The girls were handcuffed to the beds – something she thought they had stopped doing after the whole debacle with Peggy Carter and Howard Stark in the 40s. There were at least twenty of them. Some were teenagers – the same age she had been when she was sent out on her first missions – and some were younger. She spotted at least three girls there who were under the age of five. Every one had their heads tipped back... and the blood.
So much blood…
It covered everything: the girls, the beds, the floor and the walls where the arterial spray had landed. It was messy and brutal and…recent.
She vaguely recalled pressing her fingers to one girl's arm, feeling the skin cooling beneath her fingers.

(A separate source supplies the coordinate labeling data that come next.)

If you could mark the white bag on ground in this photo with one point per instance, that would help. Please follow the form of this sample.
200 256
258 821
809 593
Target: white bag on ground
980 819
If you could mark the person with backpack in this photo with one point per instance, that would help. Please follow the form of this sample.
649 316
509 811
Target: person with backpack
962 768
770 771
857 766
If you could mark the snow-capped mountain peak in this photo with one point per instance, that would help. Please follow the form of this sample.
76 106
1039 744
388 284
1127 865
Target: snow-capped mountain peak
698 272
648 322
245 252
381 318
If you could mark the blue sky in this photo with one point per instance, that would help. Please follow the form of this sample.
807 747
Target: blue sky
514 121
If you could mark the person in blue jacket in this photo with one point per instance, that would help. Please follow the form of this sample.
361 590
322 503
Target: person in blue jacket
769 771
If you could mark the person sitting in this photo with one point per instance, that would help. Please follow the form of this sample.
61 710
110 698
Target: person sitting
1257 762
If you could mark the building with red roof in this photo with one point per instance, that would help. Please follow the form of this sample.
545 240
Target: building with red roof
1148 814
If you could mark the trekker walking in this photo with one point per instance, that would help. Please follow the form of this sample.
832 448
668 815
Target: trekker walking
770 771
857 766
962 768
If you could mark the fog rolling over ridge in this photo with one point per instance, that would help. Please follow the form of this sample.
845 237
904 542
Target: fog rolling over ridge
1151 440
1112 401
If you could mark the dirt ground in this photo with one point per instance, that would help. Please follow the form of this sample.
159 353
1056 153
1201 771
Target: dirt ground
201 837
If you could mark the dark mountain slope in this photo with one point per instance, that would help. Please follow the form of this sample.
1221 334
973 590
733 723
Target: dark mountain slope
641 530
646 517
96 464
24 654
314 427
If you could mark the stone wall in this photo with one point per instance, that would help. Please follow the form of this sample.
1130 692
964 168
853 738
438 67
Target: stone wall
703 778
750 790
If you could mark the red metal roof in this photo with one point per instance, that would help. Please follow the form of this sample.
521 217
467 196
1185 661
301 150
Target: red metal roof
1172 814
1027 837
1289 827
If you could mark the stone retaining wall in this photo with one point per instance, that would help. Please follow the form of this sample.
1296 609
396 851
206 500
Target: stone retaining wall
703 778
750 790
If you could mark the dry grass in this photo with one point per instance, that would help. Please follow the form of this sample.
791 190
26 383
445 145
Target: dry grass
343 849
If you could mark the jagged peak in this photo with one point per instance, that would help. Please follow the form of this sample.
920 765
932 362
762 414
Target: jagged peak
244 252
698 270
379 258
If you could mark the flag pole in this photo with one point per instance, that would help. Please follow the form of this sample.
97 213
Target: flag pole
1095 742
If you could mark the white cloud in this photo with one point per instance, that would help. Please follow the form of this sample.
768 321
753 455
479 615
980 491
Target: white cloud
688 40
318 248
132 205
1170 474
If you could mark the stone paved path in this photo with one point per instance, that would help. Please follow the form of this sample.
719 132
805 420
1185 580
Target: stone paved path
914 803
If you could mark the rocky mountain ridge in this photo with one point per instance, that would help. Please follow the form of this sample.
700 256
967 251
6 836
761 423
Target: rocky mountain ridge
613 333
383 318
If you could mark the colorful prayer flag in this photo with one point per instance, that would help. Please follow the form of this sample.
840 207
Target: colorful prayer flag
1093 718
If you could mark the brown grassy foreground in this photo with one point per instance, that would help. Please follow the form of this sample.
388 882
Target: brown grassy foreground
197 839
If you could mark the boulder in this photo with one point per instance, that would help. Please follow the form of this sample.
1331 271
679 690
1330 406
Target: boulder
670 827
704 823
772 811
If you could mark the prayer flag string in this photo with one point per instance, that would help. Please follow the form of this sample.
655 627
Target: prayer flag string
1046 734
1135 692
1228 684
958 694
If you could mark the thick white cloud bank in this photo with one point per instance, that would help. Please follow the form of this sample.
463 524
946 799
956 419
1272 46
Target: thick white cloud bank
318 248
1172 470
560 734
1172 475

Hydra had been recreating the Red Room and when the Avengers had arrived, they had cleaned house.
There was a strange choking noise in the background and it took her a second to realise that it was her. She was making that noise. Her legs felt weak beneath her and she was falling until Rogers…Steve…caught her. One of his hands left her briefly and then she was covered, wrapped up tightly in the cover from her bed, and then pulled into his lap.
And she cried.
She cried for the girls that had died, for the lives they would have been forced to lead beforehand and for the sheer hopelessness she felt when she realised that those girls would never have made it out alive, regardless of whether the Avengers had intervened or not.
She had become the exception for her kin, not the rule.
Those girls were dead the instance Hydra had laid their hands on them. They never stood a chance. It was one of the most heartbreaking things she had ever seen.
And she was unable to distance herself from it all, as she once would have. She was unable to brush it off, to view the situation clinically.
She had seen her fate had circumstance not intervened.
Yasha, who had sowed the first seeds of rebellion in her; Clint, who had spared her life and offered her something more; Coulson and Fury, who had given her a second chance rather than executing her where she stood; the Avengers, who had her back, even when they first met, just because she was on the same side as them.
Steve, who could be something if she let him, who was good and righteous in a way she could never be, who should never have to deal with the aftermath of what she had seen that day, never have to witness the depravity of the people who had made her what she was.
Steve, who held her as she cried and didn't try to quiet her or offer meaningless platitudes, but just rocked her back and forth, one hand running soothingly over her back as she let it all out.
She had been made weak.
They - all of them - had made her weak. He made her weak.
She could only hope that they would reform her so she could be strong again.
For now though, she would have to borrow his strength as he held her and hope that it would be enough.